Imagine this as a newspaper headline; Scientists discover a way to eradicate Siberian tigers or this; Destroy Polar Bear menace say local residents or this, Malawi’s ”Serial Killer” Crocodiles Cause Havoc among the Blind, actually this last one is true http://www.digitaljournal.com/article/33608 😉

Most people on seeing headlines like those would be putting pen to paper, typing tweets, sharing links and generally making a huge fuss. Replace tigers, pandas and crocodiles with mosquitoes, aphids and spiders and the only people making a fuss would be that other endangered species,  entomologists,  as evidenced by this Twitter conversation sparked off by this article http://www.radiolab.org/story/kill-em-all/

Entodebate

I know I said this wasn’t about pandas but bear with me for a minute.

The following sentences are from the WWF site http://wwf.panda.org/what_we_do/endangered_species/giant_panda/panda/why_we_save_the_giant_panda/

“The giant panda is one of these species threatened to be wiped off the planet. Ironically, it is also one better known and loved species in the world and one of the strongest symbols of nature conservation.
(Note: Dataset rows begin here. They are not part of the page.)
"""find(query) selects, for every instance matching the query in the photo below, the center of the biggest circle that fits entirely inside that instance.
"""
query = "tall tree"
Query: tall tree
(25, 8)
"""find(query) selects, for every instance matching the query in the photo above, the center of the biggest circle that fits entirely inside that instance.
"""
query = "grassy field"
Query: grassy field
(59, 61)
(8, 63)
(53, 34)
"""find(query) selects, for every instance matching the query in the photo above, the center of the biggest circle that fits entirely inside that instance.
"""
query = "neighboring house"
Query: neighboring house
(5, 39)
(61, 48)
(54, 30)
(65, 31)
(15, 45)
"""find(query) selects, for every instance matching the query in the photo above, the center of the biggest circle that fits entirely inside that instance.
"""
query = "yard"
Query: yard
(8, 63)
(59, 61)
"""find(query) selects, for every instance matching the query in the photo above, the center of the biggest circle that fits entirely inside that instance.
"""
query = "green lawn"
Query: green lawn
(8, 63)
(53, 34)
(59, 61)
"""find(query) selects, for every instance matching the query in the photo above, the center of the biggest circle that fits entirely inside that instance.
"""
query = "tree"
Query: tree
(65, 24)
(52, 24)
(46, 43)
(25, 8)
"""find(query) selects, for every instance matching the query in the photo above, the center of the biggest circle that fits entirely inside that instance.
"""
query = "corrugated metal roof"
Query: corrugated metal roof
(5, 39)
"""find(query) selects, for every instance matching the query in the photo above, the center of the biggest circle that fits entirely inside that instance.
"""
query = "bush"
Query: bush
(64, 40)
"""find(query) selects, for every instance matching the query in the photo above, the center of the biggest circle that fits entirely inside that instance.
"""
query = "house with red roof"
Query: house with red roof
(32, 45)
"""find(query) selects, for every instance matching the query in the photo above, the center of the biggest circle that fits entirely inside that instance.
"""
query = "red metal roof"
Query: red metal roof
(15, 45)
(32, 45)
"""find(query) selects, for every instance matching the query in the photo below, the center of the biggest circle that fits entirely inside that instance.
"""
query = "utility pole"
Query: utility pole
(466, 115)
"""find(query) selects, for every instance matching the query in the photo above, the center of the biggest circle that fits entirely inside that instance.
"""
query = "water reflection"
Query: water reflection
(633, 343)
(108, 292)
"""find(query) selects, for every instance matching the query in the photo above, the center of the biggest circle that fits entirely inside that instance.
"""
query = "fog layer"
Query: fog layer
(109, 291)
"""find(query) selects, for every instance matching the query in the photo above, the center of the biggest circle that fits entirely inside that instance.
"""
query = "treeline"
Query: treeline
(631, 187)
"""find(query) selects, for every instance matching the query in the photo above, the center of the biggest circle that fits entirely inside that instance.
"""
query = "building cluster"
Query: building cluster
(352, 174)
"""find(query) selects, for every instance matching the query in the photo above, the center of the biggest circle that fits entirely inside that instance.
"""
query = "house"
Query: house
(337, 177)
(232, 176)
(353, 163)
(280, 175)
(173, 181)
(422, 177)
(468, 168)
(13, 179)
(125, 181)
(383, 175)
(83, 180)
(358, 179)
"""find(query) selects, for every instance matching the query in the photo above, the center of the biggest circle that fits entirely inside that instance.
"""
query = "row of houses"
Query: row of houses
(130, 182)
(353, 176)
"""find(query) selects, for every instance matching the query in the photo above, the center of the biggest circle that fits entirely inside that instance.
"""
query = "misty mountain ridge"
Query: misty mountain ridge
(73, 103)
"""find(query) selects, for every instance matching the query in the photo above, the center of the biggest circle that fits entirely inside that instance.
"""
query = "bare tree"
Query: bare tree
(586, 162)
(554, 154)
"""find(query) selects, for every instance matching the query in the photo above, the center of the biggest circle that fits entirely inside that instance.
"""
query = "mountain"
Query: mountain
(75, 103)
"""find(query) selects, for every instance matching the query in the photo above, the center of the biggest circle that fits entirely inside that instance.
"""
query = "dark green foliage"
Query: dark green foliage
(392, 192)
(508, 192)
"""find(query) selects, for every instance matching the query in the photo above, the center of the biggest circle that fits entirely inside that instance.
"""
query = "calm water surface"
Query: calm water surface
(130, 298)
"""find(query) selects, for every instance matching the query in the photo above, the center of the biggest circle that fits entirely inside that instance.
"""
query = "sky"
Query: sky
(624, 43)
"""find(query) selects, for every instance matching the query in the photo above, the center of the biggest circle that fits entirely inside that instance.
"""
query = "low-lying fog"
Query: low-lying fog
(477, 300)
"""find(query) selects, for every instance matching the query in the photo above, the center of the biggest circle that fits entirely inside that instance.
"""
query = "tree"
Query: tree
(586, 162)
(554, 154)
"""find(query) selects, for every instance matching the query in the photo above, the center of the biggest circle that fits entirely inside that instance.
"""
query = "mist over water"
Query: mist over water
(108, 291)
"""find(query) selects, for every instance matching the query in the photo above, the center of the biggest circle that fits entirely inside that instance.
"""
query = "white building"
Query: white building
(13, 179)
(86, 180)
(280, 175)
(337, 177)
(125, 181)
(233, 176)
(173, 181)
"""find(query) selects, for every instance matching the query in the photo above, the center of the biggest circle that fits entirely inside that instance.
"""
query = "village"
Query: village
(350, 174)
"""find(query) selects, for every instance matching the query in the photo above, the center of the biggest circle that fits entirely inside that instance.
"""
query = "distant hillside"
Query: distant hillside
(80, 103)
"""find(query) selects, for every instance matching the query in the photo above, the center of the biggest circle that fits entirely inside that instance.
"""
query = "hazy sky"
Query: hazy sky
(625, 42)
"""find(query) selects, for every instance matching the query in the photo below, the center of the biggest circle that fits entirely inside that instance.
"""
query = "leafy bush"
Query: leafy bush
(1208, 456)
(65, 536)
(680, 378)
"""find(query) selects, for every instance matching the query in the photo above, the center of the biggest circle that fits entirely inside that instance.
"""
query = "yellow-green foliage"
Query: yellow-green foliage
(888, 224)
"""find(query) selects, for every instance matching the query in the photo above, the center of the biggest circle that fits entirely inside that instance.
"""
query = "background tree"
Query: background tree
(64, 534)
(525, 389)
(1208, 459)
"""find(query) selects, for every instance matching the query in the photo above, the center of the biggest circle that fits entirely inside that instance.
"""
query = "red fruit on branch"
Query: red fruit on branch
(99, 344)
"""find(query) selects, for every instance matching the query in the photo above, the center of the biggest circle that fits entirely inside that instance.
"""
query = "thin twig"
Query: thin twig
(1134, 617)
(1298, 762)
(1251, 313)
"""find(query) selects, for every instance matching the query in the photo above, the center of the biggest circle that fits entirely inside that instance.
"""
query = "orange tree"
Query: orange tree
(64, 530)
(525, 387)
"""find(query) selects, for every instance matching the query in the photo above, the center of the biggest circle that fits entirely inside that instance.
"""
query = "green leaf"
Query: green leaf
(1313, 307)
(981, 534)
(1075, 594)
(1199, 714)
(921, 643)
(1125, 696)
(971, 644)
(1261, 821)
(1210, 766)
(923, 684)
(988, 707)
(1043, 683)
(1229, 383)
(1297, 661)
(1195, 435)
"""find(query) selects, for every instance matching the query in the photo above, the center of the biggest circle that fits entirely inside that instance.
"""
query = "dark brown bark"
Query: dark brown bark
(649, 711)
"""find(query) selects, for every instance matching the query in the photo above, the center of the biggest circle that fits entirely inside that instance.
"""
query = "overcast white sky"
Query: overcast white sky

That is one of the main reasons why they are so important: by mobilizing people to save the panda, we are actually helping preserve the rich biodiversity, plants, landscapes, other animals that need to be there in order for the pandas to survive.

The region where pandas live, in the Yangtze Basin and its magnificent forests are home to a stunning array of wildlife such as dwarf blue sheep and beautiful multi-coloured pheasants; as well as a number of other endangered species, including the golden monkey, takin and crested ibis. The panda’s habitat is also home for millions of people. This is the geographic and economic heart of China. By making this area more sustainable, we are also helping to increase the quality of life of local populations”
By rewriting this very slightly and using Anopheles gambiae and mosquito instead of panda, you get this somewhat thought-provoking version;

Anopheles gambiae is one of those species threatened to be wiped off the planet by the deliberate action of man (http://synbiobeta.com/oxitec-arming-insects-eliminate/ and http://www3.imperial.ac.uk/newsandeventspggrp/imperialcollege/newssummary/news_10-6-2014-16-5-11).

The region where Anopheles gambiae live, sub-Saharan Africa, and its magnificent forests and savannahs are home to a stunning array of wildlife such as lions, elephants and giraffes; as well as a number of other endangered species, including the cheetah and black rhino.

That is one of the main reasons why they are so important: by mobilizing people to save the mosquito, we are actually helping preserve the rich biodiversity, plants, landscapes, other animals that need to be there in order for the mosquitoes to survive.

The mosquitoes’ habitat is also home for millions of people. This is the geographic and economic heart of Africa. By making this area more sustainable, we are also helping to increase the quality of life of local populations”

 

I know that this is a somewhat extreme example, and I am in NO way whatsoever saying that malaria prevention is a bad thing and that we should allow millions of people to die every year. What I am proposing is that we should look at the ways we can protect people from malaria and other fatal and debilitating diseases and our crops from the depredations of pests and diseases that don’t involve the eradication of other species on the planet.
Conservation biology teaches us that we should preserve species for a number of reasons.  Common textbook examples usually include the following:

Resource values – all species may have an economic or ecological value, some of which we do not yet appreciate e.g. Food, pharmaceuticals, watershed regulation, coastline stabilisation, reefs for fisheries, tourism, education, ecological baselines, habitat reconstruction etc.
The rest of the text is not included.